Water Impact on Ocean Carbon Balance
[28-Aug-2018] Liu, W.T. and Xie, X.
Presented at the 2018 Ocean Salinity Science Team and Salinity Continuity Processing Meeting
Ocean surface carbon dioxide partial pressure governs major variability of the ocean uptake of atmospheric carbon dioxide. The up-take mitigates greenhouse warming and increases ocean acidification; acidification is harmful to marine life. We have produced daily maps of the partial pressure and pH. pH is a logarithm scale of the concentration of hydrogen ion in a solution; more acidic solutions have lower value and neutral is 7. Our data reveal that water freshens up the ocean (lower surface salinity), dilutes the carbon in the ocean, causes lower partial pressure and higher pH (lower acidity). The relation was observed in region of major water input, under the intertropical convergence zones (ITCZ), at major river discharges, and near arctic ice melt. At the mouth of the Amazon River, surface salinity measured by Aquarius gives a good indication of river discharge; lower salinity corresponds to lower partial pressure and higher pH all year round. For the fresh water carried by the North Brazilian Current Retroflection along 8°N from July to October, such relation also holds. Such relation is also observed under the ITCZ in the Pacific.
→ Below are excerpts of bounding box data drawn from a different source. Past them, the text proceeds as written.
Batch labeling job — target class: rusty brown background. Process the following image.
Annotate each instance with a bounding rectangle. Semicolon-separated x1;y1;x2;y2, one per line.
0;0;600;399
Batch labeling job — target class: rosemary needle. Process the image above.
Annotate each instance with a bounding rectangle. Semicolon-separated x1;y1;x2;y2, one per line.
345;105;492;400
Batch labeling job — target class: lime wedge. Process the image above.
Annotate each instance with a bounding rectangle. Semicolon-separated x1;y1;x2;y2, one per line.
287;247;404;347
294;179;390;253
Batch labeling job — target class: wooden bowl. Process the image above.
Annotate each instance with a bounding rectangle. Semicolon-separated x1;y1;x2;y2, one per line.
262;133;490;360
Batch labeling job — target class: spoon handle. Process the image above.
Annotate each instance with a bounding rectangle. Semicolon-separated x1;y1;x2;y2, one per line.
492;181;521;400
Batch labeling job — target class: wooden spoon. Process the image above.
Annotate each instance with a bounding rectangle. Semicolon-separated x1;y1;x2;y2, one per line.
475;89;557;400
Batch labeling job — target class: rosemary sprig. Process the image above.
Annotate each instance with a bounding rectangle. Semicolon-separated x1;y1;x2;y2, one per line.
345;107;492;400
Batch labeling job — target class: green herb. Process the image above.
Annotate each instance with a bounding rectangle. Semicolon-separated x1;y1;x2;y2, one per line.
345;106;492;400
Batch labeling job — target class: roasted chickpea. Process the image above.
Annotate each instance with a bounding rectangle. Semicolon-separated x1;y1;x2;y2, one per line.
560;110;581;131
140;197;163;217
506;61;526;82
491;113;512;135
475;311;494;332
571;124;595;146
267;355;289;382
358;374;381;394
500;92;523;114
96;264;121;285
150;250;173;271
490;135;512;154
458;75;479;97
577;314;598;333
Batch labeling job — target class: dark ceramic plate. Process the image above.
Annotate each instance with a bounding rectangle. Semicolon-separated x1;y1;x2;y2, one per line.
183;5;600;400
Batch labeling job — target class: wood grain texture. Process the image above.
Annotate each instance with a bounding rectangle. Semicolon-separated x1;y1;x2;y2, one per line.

There is a sharp boundary between the region influenced by rainfall under the ITCZ and the region where ocean chemistry is driven by ocean upwelling along the equator to the south. If the carbon dioxide partial pressure in the atmosphere and the prevailing wind do not change over temporal and spatial scales of partial pressure in the ocean, a reduction of ocean partial pressure implies potential increase in uptake of atmospheric carbon dioxide and potential for increase in ocean acidification. The increase in carbon dioxide flux into the ocean counters the rainfall effect in reducing acidification, and should bring the ocean back towards an equilibrium state. The time scales and locations of such processes remains to be characterize and understand. This study opens up a new perspective on the impact of salinity measurements in global climate change, not only on its impact through hydrological cycle, but through greenhouse warming by carbon dioxide and ocean primary production and carbon sequestration.